Table des matières
2 : HAÏTI ET CERTAINS RAPPORTS PORTÉS SUR LA
CORRUPTION DANS LE MONDE
Le 29 février 2004 en Haïti, un groupe assaillant ayant à sa
tête le « Commandant » Guy Philippe, a renversé le président
Jean-Bertrand Aristide au Palais national. Cette situation a coûté la vie à des
centaines de pro-Lavalas sur tout le territoire national[1], a ébranlé
certaines institutions républicaines de l’époque, dont le Parlement haïtien, et
en a donné lieu à de nouvelles, particulièrement, l’Unité de Lutte Contre la
Corruption (ULCC). Celle-ci, créée sous la présidence provisoire de Maître
Boniface Alexandre par le décret du 08 septembre 2004, a été le résultat de la
recommandation stratégique de la Communauté Internationale ayant voulu
participer à la lutte contre la corruption dans le pays. Ce soutien de
l’international se réalise dans le cadre du projet EGTAG1 de la Banque Mondiale
en appui à la gouvernance économique de l’institution[2].
En effet, de 2004 à nos jours, à
côté d’autres institutions chargées de combattre la corruption sous toutes les
formes au niveau de l’administration publique du pays, dont : l’Unité Centrale
de Renseignements Financiers (UCREF), la Cour Supérieure des Comptes et du
Contentieux Administratif (CSC/CA), le Ministère de l’Économie et des Finances
(MEF), Institution Générale des Finances (IGF), la Commission Nationale
des Marchés Publics (CNMP) ; l’ULCC a pour vocation ou mission première de travailler à combattre la corruption et
ses manifestations sur toutes les formes au sein de l’Administration publique…
(Art. 2 du décret portant création de
l’Unité de Lutte Contre la Corruption du 08 septembre 2004).

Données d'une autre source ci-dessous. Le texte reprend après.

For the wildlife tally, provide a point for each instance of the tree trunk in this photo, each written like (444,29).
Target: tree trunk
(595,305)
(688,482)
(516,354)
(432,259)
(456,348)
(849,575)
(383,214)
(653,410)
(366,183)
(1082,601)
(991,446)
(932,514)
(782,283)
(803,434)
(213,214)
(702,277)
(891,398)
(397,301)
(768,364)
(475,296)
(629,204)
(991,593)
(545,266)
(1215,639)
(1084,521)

Il faut
également mentionner que, selon ce même décret créant cette institution
régalienne qu’est l’ULCC, au niveau de son article 4, entre autres, celle-ci a
pour mandat de définir une stratégie de
lutte contre la corruption avec une large participation du secteur public et
des organisations de la société civile. Une fois cette stratégie définie,
l'Unité doit assurer le suivi de sa mise en application et sa révision selon
l’évolution du contexte économique, financier, social et politique du pays.
Par ailleurs, constatant la position d’Haïti à l’échelle
internationale par rapport aux indices de corruption, nous sommes perplexes à
nous demander si l’ULCC respecte son objectif fixé dans sa loi organique ou si
elle n’a pas failli à sa mission. De 2004 à 2021, quelle est la place d’Haïti
au regard des rapports de « Transparency
international » ? Quelle est la contribution effective de l’ULCC dans
la lutte contre la corruption dans le pays ? Qu’est ce qui empêche l'ULCC
d’atteindre son but (Cette institution, est-elle technique ou politique ?) Que
faut-il faire pour lui rendre effective selon un cadre propositionnel ? Dans
les lignes qui suivent, nous tâcherons de répondre à ces questions.
1.1
ULCC ET SA MISSION
Le décret du 08 septembre 2004 fait de l’ULCC l’une des
institutions publiques haïtiennes à vocation de lutte contre la corruption.
Cette vocation légale lui permet de mener des enquêtes, de déférer à la Justice
des dossiers se rapportant à la corruption[3]. Aux
termes de l’article 2 du décret du 8 septembre 2004, l’ULCC a pour mission de
travailler à combattre la corruption et ses manifestations sous toutes les
formes au sein de l’administration publique afin de :
a) protéger les biens publics et
collectifs ;
b) assurer l’efficacité des mesures et
actions visant à prévenir, à dépister, à sanctionner et à éliminer les actes de
corruption et infractions assimilées ;
c) favoriser la transparence dans la
gestion de la chose publique ;
d) établir un climat de confiance pour
promouvoir l’investissement privé ;
e) moraliser l’administration publique
et la vie publique en général.
1.2
ULCC ET SON MANDAT
Au regard de l’article 4 du décret de 2004, l’ULCC a pour
mandat de :
a) définir une stratégie de lutte
contre la corruption ;
b) compiler les textes relatifs au
phénomène de la corruption dans la législation haïtienne, proposer des
amendements et élaborer une loi sur la corruption ;
c) mettre en place un code d’éthique et
proposer un pacte d’intégrité devant encourager l’engagement des tiers à
renoncer à la corruption ou à tout autre comportement contraire à l’éthique
dans la passation des marchés publics ;
d) assurer l’application de la
Convention Interaméricaine contre la Corruption ;
e) mettre en place un Système d’informations
intégré et de Suivi ainsi qu’un système d’alerte permanente.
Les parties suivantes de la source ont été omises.